Performers' quirky requests are just part of the game

August 30, 1994|By Carol Rust | Carol Rust,Houston Chronicle

Cookies and milk for the entire Vienna Boys Choir? Seven nuns, hold the stage fright? Three Czech beers, set side by side in special glasses?

June Christensen rarely registers surprise anymore at the requests she gets from performers as director of operations for the Houston Society for the Performing Arts.

The culprit is what she refers to as the "tech rider," or a clause in performers' contracts that specifies technical needs, such as stage equipment, instrument stands or special props. It can include snacks and meals, cars, a certain type of hotel room and sometimes outright quirks from quirky performers.

"If these people have been on the road for months and there is something we can do to make their lives happier, we will go the extra mile to do it for them," she says.

"If Mikhail Baryshnikov wants to go golfing while he's here [he did], I'll try to find him a golf partner [the limo driver who picked him up]."

Violinist Itzhak Perlman's pianist always wants a plain cheese sandwich on white bread, followed by a chocolate candy bar, before he performs.

When monologuist Spalding Gray comes to town, Ms. Christensen marks everything else off her calendar.

During his 90-minute monologue, Mr. Gray sits at a special table, in a special chair, sipping water from time to time from a special glass. Before he arrives in Houston, Ms. Christensen has already scoped out a couple of possible table and chair sources at antique dealers and scheduled an hourlong Shiatsu massage for the day of his performance.

The day before, she takes him around town and he selects his prop table and chair. He selects the glass from which he sips water while he's onstage, as well as three glasses that Ms. Christensen will fill with Czech beer (Pilsner Urquell) shortly before his performance is over (so that they're ready for him to drink immediately after he walks offstage).
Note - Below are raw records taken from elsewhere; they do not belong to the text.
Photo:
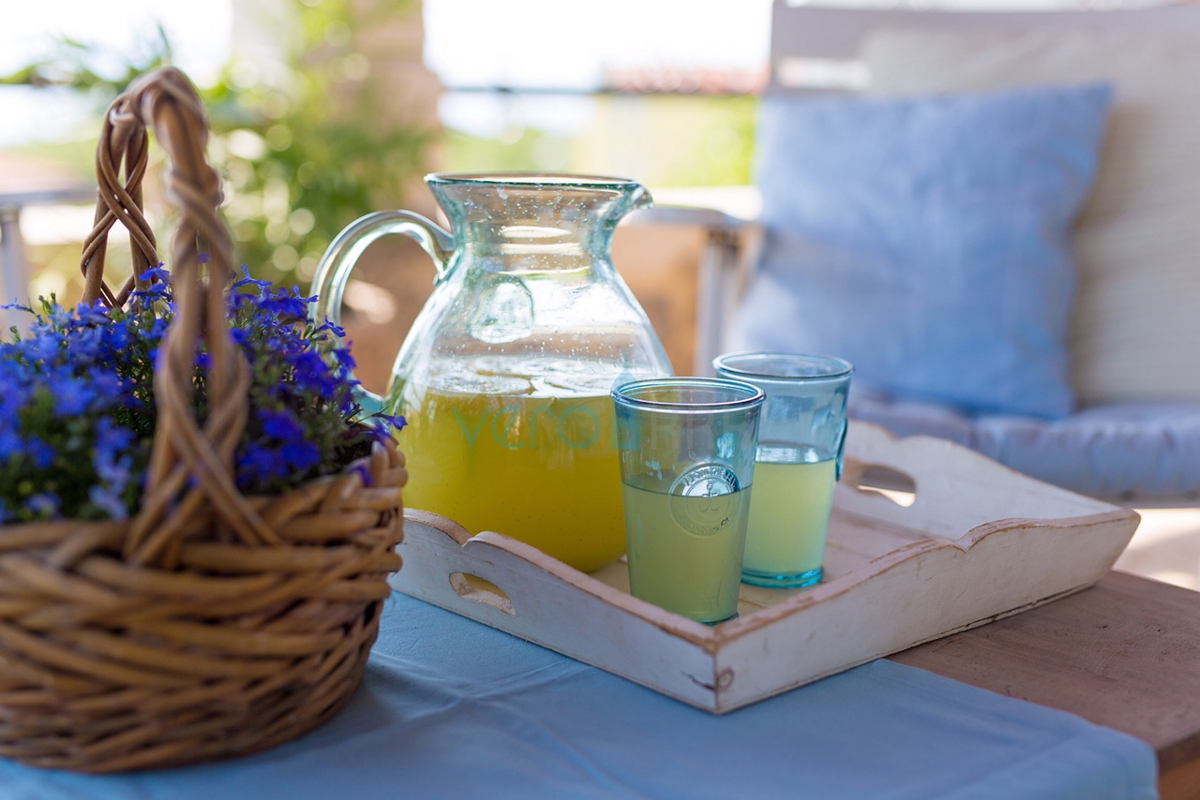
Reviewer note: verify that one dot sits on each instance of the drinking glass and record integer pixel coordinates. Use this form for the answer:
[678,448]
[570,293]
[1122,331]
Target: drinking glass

Ms. Christensen has that part down. But Mr. Gray, who affects a homey, rumpled look for his performance that includes a plaid shirt with a white T-shirt underneath, almost stumped her last April when he handed her a thin, black, ribbed sock and said he needed another one like it. He'd lost the other one, he told her, and that was the only kind of sock he performed in.

Ms. Christensen took a big gulp when she read the technical rider for the White project, choreographed by the New York-based Ann Carlson.

Among other things, Ms. Carlson said she had to have six ballet dancers, six modern dancers, five visually impaired people, 25 grade-school children and seven nuns for the performance.

Ms. Christensen put notices in parish newsletters and contacted the assistant to the archbishop in Seattle, where the performance premiered, to get his blessing.

By show time, she had nuns to spare.